We have a driving horse but we haven't gotten the cart out yet!! 

One thing I saw that was really cool, is when you have the bits and reins - start on the ground. Drive him on the ground without in pulling anything yet, you jsut stand a safe place and drive him around. Start in the arena and then as you all get comfortable, drive outside too. Then I would attatch the cart and lead him with it to make sure he is comfortable. Then get in and drive him for maybe ten minutes to start then quit.
Then next time you go out, drive for 20 minutes, then 30, etc.

I don't have sound so I don't know what they are saying - but this just shows what I mean from driving from ground first.
https://www.youtube.com/watch?v=W18Mw7XL4Gg


----------



## BadWolf (Oct 12, 2012)

Oh, I forgot to mention, to my knowledge, none of our horses have ever been broke to drive, so we're all beginners


----------



## greentree (Feb 27, 2013)

Be SURE to use the stirrups on a saddle, or LOW rings on a surcingle for the lines. The lines have to go around the horses hindquarter, above the hocks.

Use a command like gee(right), haw(left), as the horse changes direction. 

The real reason to do this is to teach the horse contact. It also teaches them to step to the outside of the circle with the inside hind leg, and to bend on the circle.

It is NOT easy to do, and it will give you a real workout. 

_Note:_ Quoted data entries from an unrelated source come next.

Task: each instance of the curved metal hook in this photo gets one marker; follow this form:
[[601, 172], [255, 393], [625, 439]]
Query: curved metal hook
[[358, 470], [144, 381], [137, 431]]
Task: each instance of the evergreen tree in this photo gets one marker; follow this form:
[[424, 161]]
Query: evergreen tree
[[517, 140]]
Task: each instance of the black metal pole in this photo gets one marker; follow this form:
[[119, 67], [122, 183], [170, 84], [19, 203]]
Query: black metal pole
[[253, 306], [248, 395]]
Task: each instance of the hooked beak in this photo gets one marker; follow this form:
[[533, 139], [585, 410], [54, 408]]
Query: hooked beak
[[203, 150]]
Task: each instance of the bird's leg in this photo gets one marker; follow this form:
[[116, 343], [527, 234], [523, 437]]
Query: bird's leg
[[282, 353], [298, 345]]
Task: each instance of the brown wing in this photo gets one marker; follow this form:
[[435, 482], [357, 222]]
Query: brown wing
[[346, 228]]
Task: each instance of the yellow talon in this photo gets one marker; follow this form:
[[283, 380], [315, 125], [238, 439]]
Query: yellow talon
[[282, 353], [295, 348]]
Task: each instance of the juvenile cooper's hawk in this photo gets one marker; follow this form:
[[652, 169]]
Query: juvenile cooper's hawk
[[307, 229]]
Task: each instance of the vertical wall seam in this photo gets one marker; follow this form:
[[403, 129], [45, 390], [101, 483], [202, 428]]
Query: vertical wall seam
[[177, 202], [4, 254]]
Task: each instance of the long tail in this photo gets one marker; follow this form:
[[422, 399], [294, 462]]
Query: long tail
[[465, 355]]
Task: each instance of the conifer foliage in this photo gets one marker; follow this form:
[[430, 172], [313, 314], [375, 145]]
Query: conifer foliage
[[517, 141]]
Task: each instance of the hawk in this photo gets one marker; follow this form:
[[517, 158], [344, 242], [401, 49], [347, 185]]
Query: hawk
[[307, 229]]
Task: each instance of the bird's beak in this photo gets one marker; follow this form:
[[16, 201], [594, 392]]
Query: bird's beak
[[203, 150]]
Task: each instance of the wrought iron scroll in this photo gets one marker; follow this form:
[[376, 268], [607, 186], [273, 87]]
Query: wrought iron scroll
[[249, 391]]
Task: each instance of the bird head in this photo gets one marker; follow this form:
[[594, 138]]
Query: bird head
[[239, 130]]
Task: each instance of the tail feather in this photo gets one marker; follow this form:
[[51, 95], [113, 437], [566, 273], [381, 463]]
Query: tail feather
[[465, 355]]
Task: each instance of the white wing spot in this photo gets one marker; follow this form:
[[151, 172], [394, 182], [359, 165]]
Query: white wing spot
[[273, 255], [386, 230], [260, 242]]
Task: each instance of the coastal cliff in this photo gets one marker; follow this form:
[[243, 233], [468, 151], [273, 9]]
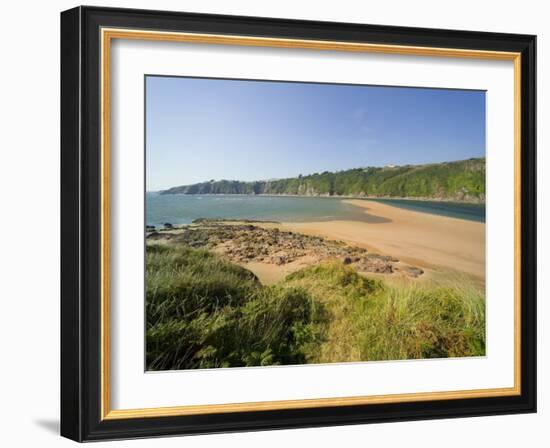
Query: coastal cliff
[[462, 180]]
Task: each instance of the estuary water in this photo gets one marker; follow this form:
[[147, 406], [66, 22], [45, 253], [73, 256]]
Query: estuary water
[[183, 209]]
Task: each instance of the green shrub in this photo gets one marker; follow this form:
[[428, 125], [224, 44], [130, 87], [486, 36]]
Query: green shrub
[[203, 311]]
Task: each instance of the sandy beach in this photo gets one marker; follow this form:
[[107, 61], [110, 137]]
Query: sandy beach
[[422, 239]]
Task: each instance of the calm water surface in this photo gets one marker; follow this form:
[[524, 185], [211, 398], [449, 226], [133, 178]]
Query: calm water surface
[[183, 209]]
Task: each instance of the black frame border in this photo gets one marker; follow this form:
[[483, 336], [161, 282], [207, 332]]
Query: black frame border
[[81, 223]]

Begin this in an enclosed area or round pen, because any mess ups could cause you to be dragged, or a loose horse with two long lines hooked to the bit.


----------



## SlideStop (Dec 28, 2011)

Have you or you husband stand at the head of the horse at first just incase your horse needs extra clarification. You really want to set you and your horse of for success!
_Posted via Mobile Device_


----------



## greentree (Feb 27, 2013)

I re-read the post, and wanted to clarify..... I was explaining long lining, which is what I do before ground driving. The contact must be established first, and gradually work your way around to the back of the horse to actually "drive".


----------